Slow talkin', the line you're walkin'
Look like a viper wearin' silkin' stockings
You make 'em guess they'd be gettin' the best
Can't help but wonder if you'd pass the test
Kissin' my fingers, you touch my face
'N play your hand like you're holdin' the ace
But Baby when it comes around, are you gonna pick it up or lay it down
You make it harder and harder to stop what you've started

(Down 'n dirty)
Oh my little Rosalee, don't you think it's goin' on time we see
If you're gonna come with me, I bet you, I get you
I've had enough of this comin' on stuff
I feel like gettin' down on somethin' tough

I do believe you're what you're tryin' to be
Now show me, honey, 'cause I'm dying to see
Take it baby, make your play, we'll make love in different ways
I call your bluff and stand, pretty mama, hold me in your hand
And make it harder and harder to stop what you've started

(Down 'n dirty)
Oh my little Rosalee, don't you think it's goin' on time we see
If you're gonna come with me, I bet you, I get you
I've had enough of this comin' on stuff
I feel like gettin' down on somethin' tough

Kissin' my fingers, you touch my face
'N play your hand like you're holdin' the ace
Baby when it comes around, are you gonna pick it up or lay it down
You make it harder and harder to stop what you've started

(Down 'n dirty)
Oh my little Rosalee, don't you think it's goin' on time we see
If you're gonna come with me, I bet you, I get you
I've had enough of this comin' on stuff
I feel like gettin' down on somethin' tough

Rosalee, don't you think it's goin' on time we see
If you're gonna come with me, I'm dirty, down 'n dirty

Kenny Loggins

Singer, songwriter, and guitarist Kenny Loggins has enjoyed more than three decades of success in the music business, as a songwriter and performer, mostly in a soft rock vein. He was born Kenneth Clarke Loggins in Everett, WA in early 1948, and the family later moved to Detroit, and finally to Alhambra, CA when he was in his teens. He initially turned to music as a way of compensating for his extreme shyness, and found that he was, indeed, a talented guitarist and had a voice. For a time in the late ‘60s he was based in Pasadena, studying at Pasadena City College. At the end of the decade, Loggins passed through the lineup of a band called Gator Creek, who were good enough to get signed to Mercury Records. The group recorded one self-titled album, which was issued in 1970 and included an early version of “Danny’s Song,” a track that he later recorded again as part of Loggins & Messina. He also spent time with a short-lived group called Second Helping, and was a member of the stage incarnation of the Electric Prunes during a later phase of that group’s history.
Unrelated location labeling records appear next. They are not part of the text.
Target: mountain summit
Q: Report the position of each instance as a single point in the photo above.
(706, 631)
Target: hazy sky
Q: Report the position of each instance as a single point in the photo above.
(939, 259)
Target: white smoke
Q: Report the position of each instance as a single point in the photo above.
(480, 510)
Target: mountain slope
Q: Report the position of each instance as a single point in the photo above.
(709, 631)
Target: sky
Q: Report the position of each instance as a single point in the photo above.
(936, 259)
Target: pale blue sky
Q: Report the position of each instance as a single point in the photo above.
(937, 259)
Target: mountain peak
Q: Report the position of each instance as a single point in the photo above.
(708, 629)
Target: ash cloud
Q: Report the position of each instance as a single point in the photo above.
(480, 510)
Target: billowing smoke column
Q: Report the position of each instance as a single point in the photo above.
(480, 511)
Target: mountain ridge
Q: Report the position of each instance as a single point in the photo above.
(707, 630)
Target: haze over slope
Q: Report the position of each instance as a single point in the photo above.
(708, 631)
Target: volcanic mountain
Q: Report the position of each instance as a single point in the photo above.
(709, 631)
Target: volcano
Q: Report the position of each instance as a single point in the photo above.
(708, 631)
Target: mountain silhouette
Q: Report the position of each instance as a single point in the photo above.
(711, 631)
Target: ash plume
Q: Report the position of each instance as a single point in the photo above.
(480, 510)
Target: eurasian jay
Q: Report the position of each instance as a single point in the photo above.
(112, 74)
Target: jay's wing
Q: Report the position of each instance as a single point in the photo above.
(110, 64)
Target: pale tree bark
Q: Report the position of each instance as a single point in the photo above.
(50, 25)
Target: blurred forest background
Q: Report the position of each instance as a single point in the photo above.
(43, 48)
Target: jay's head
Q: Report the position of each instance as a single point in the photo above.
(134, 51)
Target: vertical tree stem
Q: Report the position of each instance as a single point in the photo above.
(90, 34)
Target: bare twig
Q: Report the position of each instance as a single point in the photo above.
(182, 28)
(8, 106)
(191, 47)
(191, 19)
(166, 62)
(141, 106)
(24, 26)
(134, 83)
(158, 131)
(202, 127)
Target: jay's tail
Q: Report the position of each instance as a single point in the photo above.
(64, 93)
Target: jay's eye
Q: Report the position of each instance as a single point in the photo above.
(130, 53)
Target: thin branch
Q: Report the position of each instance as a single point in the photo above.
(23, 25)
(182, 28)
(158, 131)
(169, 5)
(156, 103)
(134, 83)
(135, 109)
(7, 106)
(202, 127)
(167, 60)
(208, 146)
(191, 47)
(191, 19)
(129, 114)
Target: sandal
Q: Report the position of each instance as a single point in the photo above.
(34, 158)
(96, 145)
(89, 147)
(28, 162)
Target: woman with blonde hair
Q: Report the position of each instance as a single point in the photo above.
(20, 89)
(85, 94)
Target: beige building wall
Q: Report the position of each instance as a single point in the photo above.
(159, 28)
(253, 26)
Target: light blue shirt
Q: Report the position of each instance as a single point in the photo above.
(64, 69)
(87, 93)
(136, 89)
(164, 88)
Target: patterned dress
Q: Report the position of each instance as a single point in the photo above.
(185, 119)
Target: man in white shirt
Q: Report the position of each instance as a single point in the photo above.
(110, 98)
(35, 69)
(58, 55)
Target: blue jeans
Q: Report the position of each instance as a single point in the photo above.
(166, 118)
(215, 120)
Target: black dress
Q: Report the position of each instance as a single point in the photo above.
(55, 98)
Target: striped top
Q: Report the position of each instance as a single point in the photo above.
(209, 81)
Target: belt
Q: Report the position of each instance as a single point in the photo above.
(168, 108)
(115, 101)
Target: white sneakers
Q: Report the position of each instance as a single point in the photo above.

Loggins was proficient on the guitar and piano, but it was his songwriting that allowed him to make his first lasting impression on the music industry. He took a job as a staff writer for Wingate Music, for $100.00 a week, and later that year four of his songs ended up on the Nitty Gritty Dirt Band album Uncle Charlie & His Dog Teddy. This event was particularly fortuitous, as that album was the first release by the newly reconstituted version of the group, and included what proved to be their biggest hit, “Mr. Bojangles.” The presence of the latter helped make Uncle Charlie one of the group’s biggest selling long-players; and the exposure generated a second hit in the form of Loggins’ own “House at Pooh Corner.”

The success of the Nitty Gritty Dirt Band’s recordings brought Loggins to the attention of former Poco member Jim Messina, who was working as a staff producer at CBS. It was Messina’s intention to produce Loggins' debut album, but he also ended up playing and singing on the record, and it worked out so well that the two ended up in a duo. Loggins & Messina were among the most popular folk-based soft rock acts of the first half of the ‘70s and enjoyed a four-year string of successful albums.